Голос у Россола звенел и срывался на неожиданно высокой ноте, в его словах слышались слезы, обида на то, что он не заснул ни минуты, а Дзержинский спал и не слышал, как он хотел взять себе воды и как уронил кружку, а поднять ее не смог и так и не напился до сих пор...
— Почему же ты не окликнул меня?
— Потому что я знаю, что я тебе надоел, что я извел тебя, измучил, но я не могу, я не в состоянии, у меня нет больше сил...
— Брось, о чем ты, Антон...
— Нет, не брось! Я действительно невыносим со своими капризами и придирками, но если бы ты знал, как мне тяжело, как мне хочется жить, как я устал от этих мыслей о смерти, о том, что я скоро, совсем скоро умру, что от меня ничего не останется, что я ничего не успел, совсем ничего, совсем...
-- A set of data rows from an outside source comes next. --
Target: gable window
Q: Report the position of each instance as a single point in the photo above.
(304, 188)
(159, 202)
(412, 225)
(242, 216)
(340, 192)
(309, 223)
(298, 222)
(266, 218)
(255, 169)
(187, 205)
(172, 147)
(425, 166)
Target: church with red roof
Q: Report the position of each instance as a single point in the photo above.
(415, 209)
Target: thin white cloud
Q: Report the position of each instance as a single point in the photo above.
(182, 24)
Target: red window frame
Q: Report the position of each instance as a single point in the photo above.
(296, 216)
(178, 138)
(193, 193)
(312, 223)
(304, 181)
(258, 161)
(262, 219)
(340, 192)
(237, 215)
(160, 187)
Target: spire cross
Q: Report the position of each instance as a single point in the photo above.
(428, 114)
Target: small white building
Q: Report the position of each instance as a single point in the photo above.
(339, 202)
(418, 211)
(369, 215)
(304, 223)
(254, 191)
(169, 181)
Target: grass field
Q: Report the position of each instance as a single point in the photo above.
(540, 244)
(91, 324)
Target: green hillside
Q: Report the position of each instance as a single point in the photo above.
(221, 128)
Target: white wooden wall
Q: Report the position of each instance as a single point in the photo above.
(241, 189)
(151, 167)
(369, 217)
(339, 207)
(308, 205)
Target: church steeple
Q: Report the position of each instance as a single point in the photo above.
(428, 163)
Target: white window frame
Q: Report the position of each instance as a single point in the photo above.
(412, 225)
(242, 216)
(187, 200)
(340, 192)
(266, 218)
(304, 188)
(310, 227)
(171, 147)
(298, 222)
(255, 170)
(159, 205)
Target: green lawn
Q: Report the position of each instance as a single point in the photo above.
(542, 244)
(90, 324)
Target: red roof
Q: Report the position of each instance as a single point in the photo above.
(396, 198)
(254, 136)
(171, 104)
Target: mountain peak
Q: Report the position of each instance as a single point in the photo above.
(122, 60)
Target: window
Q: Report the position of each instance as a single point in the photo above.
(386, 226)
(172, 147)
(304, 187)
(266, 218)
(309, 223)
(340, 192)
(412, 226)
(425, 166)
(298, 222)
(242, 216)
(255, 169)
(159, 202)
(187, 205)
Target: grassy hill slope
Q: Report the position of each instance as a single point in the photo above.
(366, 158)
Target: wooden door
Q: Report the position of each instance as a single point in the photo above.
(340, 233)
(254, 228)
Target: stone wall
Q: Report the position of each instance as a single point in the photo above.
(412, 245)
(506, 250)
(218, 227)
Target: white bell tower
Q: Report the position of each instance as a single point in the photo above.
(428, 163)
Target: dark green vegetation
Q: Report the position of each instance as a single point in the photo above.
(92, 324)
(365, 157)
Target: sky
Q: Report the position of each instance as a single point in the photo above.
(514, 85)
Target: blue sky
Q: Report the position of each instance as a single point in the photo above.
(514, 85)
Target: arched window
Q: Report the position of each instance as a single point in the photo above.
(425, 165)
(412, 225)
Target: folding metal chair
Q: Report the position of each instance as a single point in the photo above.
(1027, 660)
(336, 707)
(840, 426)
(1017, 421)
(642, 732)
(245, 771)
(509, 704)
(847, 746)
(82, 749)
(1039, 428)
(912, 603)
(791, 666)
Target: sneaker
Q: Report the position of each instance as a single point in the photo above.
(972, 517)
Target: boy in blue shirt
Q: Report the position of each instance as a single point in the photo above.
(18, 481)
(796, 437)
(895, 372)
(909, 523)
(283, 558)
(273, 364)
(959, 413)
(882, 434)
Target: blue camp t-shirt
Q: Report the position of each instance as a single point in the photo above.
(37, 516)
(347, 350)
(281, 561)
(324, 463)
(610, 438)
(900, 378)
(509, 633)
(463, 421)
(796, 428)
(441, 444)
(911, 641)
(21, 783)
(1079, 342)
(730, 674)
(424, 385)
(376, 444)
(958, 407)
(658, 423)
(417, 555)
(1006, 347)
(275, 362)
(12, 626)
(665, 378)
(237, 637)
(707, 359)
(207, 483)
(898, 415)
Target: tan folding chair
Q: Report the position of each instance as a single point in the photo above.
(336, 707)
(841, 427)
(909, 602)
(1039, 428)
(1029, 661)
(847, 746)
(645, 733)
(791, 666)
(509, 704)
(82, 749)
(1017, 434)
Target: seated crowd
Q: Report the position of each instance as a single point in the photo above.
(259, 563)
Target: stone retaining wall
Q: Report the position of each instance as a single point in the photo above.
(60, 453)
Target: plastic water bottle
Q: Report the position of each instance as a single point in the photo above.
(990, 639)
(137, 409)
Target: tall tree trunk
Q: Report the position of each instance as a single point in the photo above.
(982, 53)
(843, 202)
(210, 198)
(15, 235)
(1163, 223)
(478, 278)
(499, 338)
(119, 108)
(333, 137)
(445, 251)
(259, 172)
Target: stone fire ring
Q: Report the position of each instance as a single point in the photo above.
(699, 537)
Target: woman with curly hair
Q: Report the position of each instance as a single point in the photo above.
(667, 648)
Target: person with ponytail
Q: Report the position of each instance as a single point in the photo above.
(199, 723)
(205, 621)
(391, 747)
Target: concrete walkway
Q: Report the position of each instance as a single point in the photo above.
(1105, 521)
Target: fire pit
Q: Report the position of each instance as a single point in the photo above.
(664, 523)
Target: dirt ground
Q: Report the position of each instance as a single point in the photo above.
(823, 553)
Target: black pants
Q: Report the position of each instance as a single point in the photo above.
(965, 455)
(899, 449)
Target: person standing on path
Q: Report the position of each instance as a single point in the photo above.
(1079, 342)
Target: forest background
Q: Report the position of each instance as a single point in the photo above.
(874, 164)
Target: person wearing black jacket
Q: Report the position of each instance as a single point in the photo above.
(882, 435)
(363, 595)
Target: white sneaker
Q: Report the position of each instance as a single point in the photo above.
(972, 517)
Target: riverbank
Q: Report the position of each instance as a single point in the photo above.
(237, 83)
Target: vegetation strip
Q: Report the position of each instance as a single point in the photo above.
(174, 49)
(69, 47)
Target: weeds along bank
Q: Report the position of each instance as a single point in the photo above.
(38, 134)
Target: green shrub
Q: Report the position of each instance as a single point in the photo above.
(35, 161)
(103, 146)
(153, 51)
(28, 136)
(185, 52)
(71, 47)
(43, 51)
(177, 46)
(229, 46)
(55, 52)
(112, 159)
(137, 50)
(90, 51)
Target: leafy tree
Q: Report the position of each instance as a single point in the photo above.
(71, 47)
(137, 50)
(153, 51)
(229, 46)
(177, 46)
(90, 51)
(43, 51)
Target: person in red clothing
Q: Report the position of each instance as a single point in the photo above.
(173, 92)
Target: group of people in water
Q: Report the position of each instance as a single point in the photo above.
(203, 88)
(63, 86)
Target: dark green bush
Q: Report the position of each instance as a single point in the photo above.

И, ослабевший, измученный, Россол долго и тяжело плакал, уткнувшись в жесткую соломенную подушку, задыхался от слез, горячей мокрой ладонью ловил в темноте руку Дзержинского, сжимал ее и шептал:
— Ну, научи! Как мне жить? Как? На что мне надеяться? Помоги мне! И не презирай меня, не думай, что я трус, что я ничтожество... Я болен, это болезнь, я не виноват, я нисколько не виноват. Ответь, — ты понимаешь, что я не виноват?
— Да, понимаю, — искренне и убежденно отвечал Дзержинский, — конечно, понимаю. Это пройдет, все пройдет, когда ты поправишься...
И опять, как вчера, как позавчера, он говорил о том, что будет, когда Антон поправится, как они вместе выйдут из тюрьмы и пойдут купаться на речку, а потом в лес, а потом ужинать в лесную харчевню, он знает одну такую на перекрестке дорог, старая-старая харчевня.